You're thinking imperatively. It is not "do this" but "generate the set of possible solutions".

The "soft cut" part I'm presuming is similar to Prolog, where a "cut" indicates that once you've gotten past it, you can't backtrack (roughly - my knowledge of Prolog is rather limited) to try other arms - so "choose" is forced down one path by the guard, and then not allowed to also evaluate the other arm, while "if" can generate both alternatives.

I am somewhat familiar with declarative programming and Prolog and still don't get it.

The problem is there even without else.

    if (s='a')
        x=2

Should it be

    (s='a') and (x=2)

or

    ((s='a') and (x=2)) or (s!='a')

Because IMHO it should be the second one (it's also basicaly the logical definition of implication, which IMHO should be consistent with "if").

The first interpretation of if without else just give you another way of writing:

    s='a'
    x=2

so why "if" at all?

And if we take the second interpretation of if without else, then when there's else - it should also get the !if_condition implicitly.

"if" here isn't a perfect analog to a traditional imperative language's if statement.

A better set of keywords to describe the logic might be "when ... allow". Because there is an implication here, it's just in reverse.

Because the relation finds all possible solutions that meet the relationship, this code really reads "when s is the letter a, allow x to be 0, and call that a solution.
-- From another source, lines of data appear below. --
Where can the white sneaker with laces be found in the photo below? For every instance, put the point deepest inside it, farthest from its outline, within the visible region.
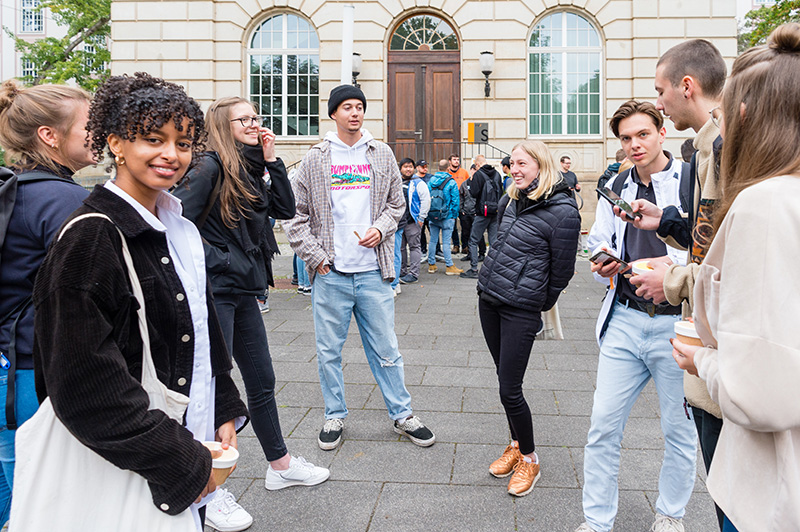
(299, 473)
(223, 513)
(665, 523)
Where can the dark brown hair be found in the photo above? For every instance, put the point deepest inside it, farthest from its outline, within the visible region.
(699, 59)
(632, 107)
(761, 105)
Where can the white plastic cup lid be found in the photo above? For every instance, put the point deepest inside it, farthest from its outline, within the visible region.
(641, 267)
(229, 456)
(686, 328)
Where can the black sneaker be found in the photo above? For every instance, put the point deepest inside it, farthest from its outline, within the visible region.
(331, 434)
(469, 274)
(415, 431)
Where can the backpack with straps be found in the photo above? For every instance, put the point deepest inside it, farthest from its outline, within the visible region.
(439, 209)
(490, 196)
(9, 183)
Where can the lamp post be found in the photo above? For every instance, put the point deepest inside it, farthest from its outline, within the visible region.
(356, 68)
(487, 66)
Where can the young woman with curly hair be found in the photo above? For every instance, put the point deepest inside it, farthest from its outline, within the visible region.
(231, 179)
(43, 130)
(88, 349)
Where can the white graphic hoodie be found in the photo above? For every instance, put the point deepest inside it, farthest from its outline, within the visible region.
(350, 203)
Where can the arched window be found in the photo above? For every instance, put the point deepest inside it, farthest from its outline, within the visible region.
(565, 57)
(284, 75)
(424, 32)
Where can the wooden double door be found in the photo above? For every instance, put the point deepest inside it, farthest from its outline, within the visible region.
(424, 111)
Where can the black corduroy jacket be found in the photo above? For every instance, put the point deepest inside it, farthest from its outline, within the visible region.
(534, 256)
(88, 350)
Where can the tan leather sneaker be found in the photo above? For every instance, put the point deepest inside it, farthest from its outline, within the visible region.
(524, 478)
(453, 270)
(503, 466)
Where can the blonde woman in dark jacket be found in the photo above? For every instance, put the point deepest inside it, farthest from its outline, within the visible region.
(524, 272)
(227, 196)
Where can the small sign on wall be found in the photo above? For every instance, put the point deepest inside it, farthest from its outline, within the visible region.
(478, 132)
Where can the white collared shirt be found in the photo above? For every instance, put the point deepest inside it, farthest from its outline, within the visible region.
(188, 257)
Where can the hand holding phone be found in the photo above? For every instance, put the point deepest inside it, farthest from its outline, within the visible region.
(614, 199)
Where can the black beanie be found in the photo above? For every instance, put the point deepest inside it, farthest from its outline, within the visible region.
(342, 93)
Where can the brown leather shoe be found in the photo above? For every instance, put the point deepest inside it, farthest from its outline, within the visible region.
(524, 478)
(503, 466)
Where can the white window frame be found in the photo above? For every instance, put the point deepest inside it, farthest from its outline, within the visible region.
(564, 50)
(27, 68)
(284, 51)
(28, 10)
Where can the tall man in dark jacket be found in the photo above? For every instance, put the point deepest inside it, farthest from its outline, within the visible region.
(486, 188)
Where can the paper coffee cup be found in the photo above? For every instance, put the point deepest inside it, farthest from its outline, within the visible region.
(640, 267)
(686, 333)
(222, 466)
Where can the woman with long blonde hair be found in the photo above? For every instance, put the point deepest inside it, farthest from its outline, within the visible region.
(746, 293)
(43, 131)
(230, 194)
(522, 276)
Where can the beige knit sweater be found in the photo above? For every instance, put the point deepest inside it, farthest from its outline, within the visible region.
(747, 303)
(679, 280)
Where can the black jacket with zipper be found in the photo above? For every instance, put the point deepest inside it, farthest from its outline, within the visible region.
(239, 259)
(534, 256)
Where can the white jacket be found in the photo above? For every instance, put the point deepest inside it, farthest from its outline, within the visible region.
(610, 228)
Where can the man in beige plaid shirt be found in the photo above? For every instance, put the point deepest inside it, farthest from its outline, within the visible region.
(349, 199)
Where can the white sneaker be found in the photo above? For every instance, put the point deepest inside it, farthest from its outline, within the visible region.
(665, 523)
(300, 473)
(223, 513)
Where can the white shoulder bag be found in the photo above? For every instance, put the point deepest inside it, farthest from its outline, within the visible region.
(60, 484)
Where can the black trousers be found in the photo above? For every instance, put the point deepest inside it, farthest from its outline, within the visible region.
(509, 333)
(708, 429)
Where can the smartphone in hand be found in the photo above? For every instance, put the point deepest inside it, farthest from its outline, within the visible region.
(604, 257)
(614, 199)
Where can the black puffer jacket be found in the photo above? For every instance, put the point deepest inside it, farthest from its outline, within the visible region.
(534, 256)
(239, 260)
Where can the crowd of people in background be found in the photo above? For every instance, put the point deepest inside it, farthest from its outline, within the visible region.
(122, 311)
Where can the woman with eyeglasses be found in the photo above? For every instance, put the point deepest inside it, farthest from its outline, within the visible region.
(228, 197)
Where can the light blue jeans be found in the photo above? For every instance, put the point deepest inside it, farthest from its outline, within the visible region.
(398, 256)
(26, 405)
(302, 273)
(335, 298)
(446, 227)
(636, 348)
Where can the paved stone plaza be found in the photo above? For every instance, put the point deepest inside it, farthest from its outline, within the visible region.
(381, 482)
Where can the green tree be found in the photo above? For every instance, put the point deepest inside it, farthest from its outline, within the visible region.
(760, 22)
(59, 60)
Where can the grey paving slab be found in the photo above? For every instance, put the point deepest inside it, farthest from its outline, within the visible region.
(424, 398)
(473, 508)
(395, 461)
(333, 506)
(380, 481)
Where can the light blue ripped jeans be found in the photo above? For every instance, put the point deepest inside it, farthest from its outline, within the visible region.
(366, 295)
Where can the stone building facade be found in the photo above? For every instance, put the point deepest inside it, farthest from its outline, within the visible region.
(561, 67)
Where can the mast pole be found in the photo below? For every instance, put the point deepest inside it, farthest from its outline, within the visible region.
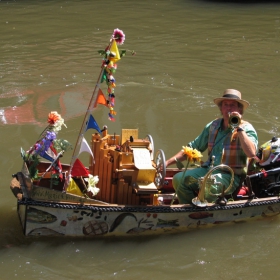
(85, 121)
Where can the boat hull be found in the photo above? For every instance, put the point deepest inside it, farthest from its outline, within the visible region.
(46, 218)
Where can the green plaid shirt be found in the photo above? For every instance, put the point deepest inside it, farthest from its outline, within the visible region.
(224, 144)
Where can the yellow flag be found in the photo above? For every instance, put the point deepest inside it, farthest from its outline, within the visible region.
(114, 49)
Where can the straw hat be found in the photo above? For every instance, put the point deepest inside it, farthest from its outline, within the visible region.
(232, 94)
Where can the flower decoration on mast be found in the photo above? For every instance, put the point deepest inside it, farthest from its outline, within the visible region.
(111, 56)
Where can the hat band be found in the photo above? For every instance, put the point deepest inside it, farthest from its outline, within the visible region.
(231, 96)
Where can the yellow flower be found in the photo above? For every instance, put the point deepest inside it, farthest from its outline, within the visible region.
(193, 155)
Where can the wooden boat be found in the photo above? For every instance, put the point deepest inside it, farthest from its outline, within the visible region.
(135, 195)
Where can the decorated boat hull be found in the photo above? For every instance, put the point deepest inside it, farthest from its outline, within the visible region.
(44, 218)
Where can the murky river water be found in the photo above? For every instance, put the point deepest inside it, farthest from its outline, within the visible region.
(187, 53)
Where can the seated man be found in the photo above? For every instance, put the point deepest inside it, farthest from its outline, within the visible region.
(230, 145)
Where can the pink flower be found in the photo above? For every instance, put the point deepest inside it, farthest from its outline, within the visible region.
(119, 36)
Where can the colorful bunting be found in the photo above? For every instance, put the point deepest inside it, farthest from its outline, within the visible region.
(92, 124)
(85, 147)
(73, 188)
(111, 56)
(101, 99)
(79, 169)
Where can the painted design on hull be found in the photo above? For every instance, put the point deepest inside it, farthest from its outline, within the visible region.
(95, 228)
(44, 231)
(167, 223)
(200, 215)
(120, 219)
(35, 215)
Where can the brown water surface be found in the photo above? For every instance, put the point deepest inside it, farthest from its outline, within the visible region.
(187, 53)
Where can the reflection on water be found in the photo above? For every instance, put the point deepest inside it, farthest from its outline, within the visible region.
(188, 52)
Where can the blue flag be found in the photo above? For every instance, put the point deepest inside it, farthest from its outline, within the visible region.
(92, 124)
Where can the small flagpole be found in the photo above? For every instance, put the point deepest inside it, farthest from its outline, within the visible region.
(84, 124)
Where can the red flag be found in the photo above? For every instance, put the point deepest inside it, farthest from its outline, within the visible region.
(79, 169)
(100, 99)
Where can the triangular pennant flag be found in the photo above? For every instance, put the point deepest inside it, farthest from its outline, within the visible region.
(100, 99)
(73, 188)
(79, 169)
(85, 147)
(92, 124)
(114, 49)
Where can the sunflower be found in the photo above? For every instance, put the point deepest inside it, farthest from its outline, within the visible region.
(193, 155)
(119, 36)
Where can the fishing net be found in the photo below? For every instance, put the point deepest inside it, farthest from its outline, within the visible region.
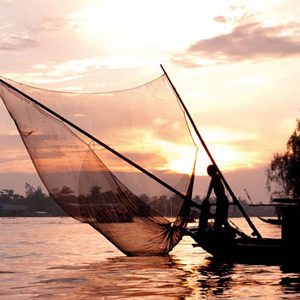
(141, 206)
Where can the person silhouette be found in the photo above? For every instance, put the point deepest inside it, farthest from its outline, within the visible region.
(216, 185)
(204, 216)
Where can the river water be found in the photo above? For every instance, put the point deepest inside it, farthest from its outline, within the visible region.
(60, 258)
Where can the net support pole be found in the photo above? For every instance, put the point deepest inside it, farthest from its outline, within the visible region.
(74, 126)
(234, 198)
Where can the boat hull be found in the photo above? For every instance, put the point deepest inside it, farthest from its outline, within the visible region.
(243, 249)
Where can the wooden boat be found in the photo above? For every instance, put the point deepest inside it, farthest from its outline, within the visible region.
(243, 249)
(271, 220)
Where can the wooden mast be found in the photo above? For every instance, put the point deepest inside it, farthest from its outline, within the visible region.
(234, 198)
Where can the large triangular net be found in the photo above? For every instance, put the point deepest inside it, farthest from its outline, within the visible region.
(146, 124)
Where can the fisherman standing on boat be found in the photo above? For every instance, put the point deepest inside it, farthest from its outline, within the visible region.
(222, 200)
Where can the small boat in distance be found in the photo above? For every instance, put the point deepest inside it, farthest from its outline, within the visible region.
(274, 221)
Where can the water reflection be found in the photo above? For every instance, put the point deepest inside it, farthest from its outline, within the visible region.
(117, 278)
(215, 278)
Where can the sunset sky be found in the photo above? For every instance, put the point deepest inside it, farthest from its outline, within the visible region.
(235, 64)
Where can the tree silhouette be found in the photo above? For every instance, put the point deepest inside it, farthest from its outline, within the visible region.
(284, 169)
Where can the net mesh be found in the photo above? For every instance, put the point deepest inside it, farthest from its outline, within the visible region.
(145, 124)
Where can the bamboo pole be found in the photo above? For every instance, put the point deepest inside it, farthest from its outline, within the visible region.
(234, 198)
(66, 121)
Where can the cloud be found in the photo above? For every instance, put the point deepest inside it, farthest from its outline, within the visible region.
(16, 43)
(251, 41)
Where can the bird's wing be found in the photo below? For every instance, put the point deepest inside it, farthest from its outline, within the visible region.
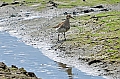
(60, 24)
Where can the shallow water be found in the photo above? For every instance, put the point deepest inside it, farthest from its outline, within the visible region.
(14, 52)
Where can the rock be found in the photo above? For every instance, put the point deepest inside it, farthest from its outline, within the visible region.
(94, 61)
(2, 65)
(4, 4)
(104, 9)
(15, 2)
(98, 6)
(88, 10)
(53, 3)
(30, 74)
(13, 66)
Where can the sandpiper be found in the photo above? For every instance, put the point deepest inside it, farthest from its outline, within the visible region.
(64, 26)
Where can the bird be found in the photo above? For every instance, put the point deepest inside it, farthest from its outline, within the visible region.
(63, 26)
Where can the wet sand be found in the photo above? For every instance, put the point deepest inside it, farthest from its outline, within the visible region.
(35, 28)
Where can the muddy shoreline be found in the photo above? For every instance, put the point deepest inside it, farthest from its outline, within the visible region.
(35, 28)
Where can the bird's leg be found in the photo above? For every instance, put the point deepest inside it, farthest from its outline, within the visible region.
(58, 36)
(64, 36)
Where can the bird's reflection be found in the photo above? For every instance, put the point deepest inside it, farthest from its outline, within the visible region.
(68, 70)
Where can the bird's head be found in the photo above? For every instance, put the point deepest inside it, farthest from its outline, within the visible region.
(69, 16)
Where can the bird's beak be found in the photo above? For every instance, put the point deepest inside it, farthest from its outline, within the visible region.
(72, 18)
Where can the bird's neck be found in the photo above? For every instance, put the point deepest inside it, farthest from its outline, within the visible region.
(67, 20)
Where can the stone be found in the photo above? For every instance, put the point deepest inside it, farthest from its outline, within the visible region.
(2, 65)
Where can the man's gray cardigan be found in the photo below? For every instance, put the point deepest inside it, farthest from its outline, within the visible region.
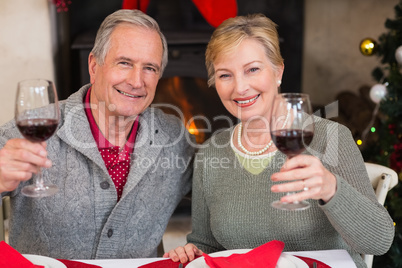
(83, 220)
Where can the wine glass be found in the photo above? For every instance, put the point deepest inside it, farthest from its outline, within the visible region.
(292, 130)
(37, 117)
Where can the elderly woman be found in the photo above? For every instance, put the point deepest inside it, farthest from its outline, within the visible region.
(237, 172)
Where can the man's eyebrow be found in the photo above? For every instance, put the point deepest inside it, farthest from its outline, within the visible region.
(124, 58)
(154, 65)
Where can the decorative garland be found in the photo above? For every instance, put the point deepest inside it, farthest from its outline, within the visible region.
(61, 5)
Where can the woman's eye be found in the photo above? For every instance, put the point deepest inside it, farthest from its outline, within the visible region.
(150, 69)
(252, 70)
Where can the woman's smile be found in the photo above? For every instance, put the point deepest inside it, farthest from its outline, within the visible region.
(246, 102)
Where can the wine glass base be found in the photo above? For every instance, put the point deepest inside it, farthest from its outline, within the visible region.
(300, 205)
(35, 191)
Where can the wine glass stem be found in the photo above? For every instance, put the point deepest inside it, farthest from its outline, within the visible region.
(39, 180)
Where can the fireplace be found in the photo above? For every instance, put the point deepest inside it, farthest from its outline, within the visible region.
(184, 83)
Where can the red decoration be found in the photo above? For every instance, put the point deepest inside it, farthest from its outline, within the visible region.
(216, 11)
(61, 5)
(396, 158)
(136, 4)
(391, 128)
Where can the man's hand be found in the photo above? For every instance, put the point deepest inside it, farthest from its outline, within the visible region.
(19, 159)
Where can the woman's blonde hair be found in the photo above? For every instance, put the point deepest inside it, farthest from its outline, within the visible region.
(233, 31)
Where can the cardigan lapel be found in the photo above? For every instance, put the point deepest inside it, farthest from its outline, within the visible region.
(76, 131)
(150, 140)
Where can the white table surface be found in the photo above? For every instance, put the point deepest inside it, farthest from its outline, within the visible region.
(333, 258)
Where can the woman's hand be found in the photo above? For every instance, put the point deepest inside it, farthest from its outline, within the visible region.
(183, 254)
(307, 176)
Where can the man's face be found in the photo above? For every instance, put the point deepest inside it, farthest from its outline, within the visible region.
(125, 84)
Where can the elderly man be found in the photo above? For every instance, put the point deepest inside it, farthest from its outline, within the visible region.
(121, 167)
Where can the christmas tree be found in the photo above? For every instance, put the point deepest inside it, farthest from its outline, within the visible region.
(386, 149)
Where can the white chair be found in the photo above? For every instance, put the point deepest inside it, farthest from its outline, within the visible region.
(4, 215)
(383, 179)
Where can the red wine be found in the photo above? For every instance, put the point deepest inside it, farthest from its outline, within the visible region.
(291, 142)
(37, 130)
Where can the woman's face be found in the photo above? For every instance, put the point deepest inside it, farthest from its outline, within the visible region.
(246, 81)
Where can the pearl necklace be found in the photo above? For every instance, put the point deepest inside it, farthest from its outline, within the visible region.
(263, 149)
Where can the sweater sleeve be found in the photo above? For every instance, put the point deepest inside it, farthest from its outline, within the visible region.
(363, 223)
(201, 234)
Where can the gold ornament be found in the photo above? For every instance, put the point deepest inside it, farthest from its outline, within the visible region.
(368, 47)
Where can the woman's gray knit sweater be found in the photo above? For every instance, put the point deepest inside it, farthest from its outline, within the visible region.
(231, 207)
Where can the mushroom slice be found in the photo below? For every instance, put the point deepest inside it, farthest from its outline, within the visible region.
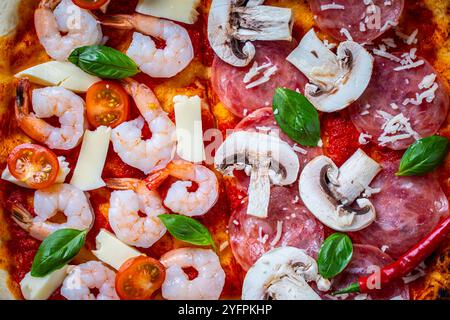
(267, 158)
(283, 274)
(330, 193)
(336, 80)
(233, 24)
Otherwise, any pairing where x is 2 is a solution."

So if you were to call p(s, 0), you would find that you only get one solution, where s must be 'a'. From an imperative-ish POV, that "sets" (constrains) s to 'a'.

OP is using if, combined with the notions that you take only the first of all relation solutions, and that you treat the rightmost relation member as an output, to achieve an imperative-like behavior in a non-deterministic logic language. Which is mentioned in the paragraph following the example.

Because then what if:

    rel q(y)
     y = true
     y = false
    
    rel p(s, x)
     if(s = ‘a’)
      x = 0
     else
      x = 2
    
    rel main()
     k = q()
     if(k)
      s = 'a'
     else
      s != 'a'
     p(s,x)
     println(x)

Actually, I'd like to know what Cosmos would resolve this to as things stand. Is it just going to decide that | x = 0, | x = 2? Also can I throw probabilities into this code?

One property of Cosmos is that there is no boolean type and relations are themselves booleans (q() would be false in this case). Hence, the code would be rather like this:

  rel q()
   true
   false
  ...
  rel main()
   if(q())
    ...

Indeed, having an 'else' that negates the condition would get tough for complicated conditions. Negation-by-failure and soft-cut ('choose') have their own problems in certain circumstances.

Yeah, it's going to decide that | x = 0 | x = 2 (there is no CLP for strings).

I'm not sure either. But it could be a ruby style and, and a mix between assign and equal operator.

Then

  (s='a' and x=0)

would mean: if s=='a' then set x to 0, but if s != 'a' he would never jump to x=0, since and does stop when the result before is falsy - it is following the logical and behaviour.

The or would prevent the x=2 to be executed when the prior block is true, one true is enough.